Más isso não está levando a sério o suficiente quanto ao que Jesus realmente diz. Ele está argumentando a partir do menor para o maior. Se a palavra de Deus poderia ser usada de pessoas que não eram mais do que os juízes, quanto mais ela poderia ser usada de um com maior dignidade, maior importância e significado do que qualquer mero juiz, O Verbo, "que o Pai santificou e enviou ao mundo".
Ele não está se colocando no mesmo nível que os homens, más definindo-se para além deles.

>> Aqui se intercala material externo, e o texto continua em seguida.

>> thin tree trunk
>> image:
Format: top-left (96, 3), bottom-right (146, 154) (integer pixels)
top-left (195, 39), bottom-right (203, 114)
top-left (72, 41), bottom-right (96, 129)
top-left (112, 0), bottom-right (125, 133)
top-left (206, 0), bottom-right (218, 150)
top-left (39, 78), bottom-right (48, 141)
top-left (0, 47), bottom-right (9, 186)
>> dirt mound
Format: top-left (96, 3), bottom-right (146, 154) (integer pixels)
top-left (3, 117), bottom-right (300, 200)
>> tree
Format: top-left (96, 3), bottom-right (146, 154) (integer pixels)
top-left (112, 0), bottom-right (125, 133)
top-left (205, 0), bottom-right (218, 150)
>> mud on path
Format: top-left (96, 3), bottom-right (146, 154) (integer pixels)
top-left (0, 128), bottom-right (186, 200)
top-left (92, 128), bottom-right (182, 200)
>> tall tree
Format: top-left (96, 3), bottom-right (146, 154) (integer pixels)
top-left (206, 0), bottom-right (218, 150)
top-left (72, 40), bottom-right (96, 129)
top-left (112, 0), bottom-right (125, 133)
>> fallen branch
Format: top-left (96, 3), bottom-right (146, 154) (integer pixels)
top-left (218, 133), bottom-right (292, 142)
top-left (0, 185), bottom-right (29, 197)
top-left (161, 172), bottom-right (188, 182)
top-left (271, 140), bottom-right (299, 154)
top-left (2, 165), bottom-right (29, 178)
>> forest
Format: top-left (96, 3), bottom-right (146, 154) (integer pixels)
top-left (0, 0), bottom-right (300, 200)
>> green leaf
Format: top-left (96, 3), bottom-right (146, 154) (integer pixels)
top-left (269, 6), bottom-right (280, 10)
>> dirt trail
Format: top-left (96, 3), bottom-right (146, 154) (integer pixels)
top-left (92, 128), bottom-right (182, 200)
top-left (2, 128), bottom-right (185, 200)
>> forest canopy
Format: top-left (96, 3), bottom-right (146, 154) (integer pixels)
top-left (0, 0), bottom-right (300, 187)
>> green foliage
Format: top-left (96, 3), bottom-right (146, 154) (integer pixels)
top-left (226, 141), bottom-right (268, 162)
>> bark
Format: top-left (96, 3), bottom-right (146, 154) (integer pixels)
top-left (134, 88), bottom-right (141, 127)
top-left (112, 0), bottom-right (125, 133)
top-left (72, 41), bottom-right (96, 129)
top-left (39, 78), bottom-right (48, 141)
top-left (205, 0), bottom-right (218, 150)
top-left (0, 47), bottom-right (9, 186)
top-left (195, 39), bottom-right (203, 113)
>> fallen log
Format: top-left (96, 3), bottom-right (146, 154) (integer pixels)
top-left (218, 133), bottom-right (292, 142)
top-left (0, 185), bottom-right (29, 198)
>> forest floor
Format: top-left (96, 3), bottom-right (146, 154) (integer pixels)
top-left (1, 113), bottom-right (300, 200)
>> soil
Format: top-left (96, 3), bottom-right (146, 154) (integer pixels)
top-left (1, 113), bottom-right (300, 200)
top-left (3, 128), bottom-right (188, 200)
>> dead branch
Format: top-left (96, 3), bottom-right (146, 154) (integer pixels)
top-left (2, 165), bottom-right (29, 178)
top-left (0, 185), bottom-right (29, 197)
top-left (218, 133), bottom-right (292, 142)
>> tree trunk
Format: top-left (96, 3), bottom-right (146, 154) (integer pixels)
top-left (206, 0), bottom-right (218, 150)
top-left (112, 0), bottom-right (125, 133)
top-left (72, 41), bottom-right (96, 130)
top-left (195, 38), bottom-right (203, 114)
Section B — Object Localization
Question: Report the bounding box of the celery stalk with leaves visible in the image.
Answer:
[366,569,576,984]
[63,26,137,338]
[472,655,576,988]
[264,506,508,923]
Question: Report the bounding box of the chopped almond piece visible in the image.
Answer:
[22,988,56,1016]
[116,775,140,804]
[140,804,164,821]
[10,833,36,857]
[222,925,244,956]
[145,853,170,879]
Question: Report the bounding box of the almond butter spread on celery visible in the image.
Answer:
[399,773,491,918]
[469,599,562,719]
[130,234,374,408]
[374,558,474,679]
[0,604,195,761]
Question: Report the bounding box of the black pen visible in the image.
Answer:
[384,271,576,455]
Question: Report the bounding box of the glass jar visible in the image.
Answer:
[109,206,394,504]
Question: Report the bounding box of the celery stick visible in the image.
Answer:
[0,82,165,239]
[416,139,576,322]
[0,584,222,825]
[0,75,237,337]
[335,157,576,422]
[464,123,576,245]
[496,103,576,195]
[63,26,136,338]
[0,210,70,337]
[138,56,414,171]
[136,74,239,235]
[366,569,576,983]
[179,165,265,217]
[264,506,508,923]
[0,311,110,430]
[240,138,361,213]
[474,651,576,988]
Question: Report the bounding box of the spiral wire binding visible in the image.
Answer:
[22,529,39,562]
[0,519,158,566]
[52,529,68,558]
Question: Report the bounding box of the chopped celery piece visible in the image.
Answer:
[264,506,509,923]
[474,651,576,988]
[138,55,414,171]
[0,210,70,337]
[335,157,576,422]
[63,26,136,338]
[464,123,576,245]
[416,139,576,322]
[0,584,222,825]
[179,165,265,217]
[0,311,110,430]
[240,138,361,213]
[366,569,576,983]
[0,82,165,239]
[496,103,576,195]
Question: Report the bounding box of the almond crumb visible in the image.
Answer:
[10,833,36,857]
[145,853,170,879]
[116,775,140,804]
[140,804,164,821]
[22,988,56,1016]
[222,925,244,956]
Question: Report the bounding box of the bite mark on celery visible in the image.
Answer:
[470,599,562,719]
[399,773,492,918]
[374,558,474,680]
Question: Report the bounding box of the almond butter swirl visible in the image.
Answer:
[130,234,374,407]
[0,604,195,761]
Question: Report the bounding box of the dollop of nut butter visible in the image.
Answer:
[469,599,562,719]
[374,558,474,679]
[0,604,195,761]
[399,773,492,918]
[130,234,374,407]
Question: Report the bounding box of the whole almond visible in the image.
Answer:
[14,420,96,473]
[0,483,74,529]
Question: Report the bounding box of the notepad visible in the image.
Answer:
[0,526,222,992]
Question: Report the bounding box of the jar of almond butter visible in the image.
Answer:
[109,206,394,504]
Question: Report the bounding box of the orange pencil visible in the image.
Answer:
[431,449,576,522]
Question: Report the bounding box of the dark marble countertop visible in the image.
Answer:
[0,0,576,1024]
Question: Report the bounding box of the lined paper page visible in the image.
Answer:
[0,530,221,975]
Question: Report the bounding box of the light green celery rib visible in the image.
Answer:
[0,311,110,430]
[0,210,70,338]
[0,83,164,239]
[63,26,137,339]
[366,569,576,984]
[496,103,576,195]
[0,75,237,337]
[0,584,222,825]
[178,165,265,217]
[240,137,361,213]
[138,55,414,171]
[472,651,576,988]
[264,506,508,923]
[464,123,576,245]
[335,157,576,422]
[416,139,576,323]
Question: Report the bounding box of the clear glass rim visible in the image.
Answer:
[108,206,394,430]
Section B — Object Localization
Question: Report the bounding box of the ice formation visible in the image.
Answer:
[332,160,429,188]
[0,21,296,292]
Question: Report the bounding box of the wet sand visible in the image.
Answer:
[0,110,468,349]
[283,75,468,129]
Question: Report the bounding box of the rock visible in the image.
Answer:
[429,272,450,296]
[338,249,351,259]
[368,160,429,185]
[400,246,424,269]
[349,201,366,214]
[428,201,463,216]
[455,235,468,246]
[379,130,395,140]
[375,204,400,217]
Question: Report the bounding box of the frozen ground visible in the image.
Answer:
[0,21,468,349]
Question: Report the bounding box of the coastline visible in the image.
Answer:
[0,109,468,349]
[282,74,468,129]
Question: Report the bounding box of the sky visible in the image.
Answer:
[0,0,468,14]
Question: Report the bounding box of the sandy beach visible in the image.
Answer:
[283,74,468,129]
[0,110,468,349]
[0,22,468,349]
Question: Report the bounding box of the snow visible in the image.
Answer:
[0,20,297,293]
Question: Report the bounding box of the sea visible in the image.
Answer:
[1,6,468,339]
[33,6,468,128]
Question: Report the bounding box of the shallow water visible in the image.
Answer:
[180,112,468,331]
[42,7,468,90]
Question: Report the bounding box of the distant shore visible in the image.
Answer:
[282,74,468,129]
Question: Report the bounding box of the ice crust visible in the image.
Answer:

Jesus não está usando esse argumento para provar que ele é Deus ou o Filho de Deus, no sentido pleno proposto nesse evangelho. Nesse caso, a argumentação não teria mérito. Antes, Ele reconhece que ainda não se cogitou o ódio de seus oponentes. No calor de sua oposição ao que ouvem Jesus dizer, eles estão parcialmente certos (ele, de fato, se faz igual a Deus), parcialmente errados (esse fato não cria um Deus rival) e profundamente enganados (eles não entenderam o sentido de suas próprias Escrituras para ver como ele as cumpre, nem conheceram a Deus bem o bastante para perceber que a revelação que ele é e traz está em continuidade com a revelação de Deus já provida e é o ápice dessa revelação).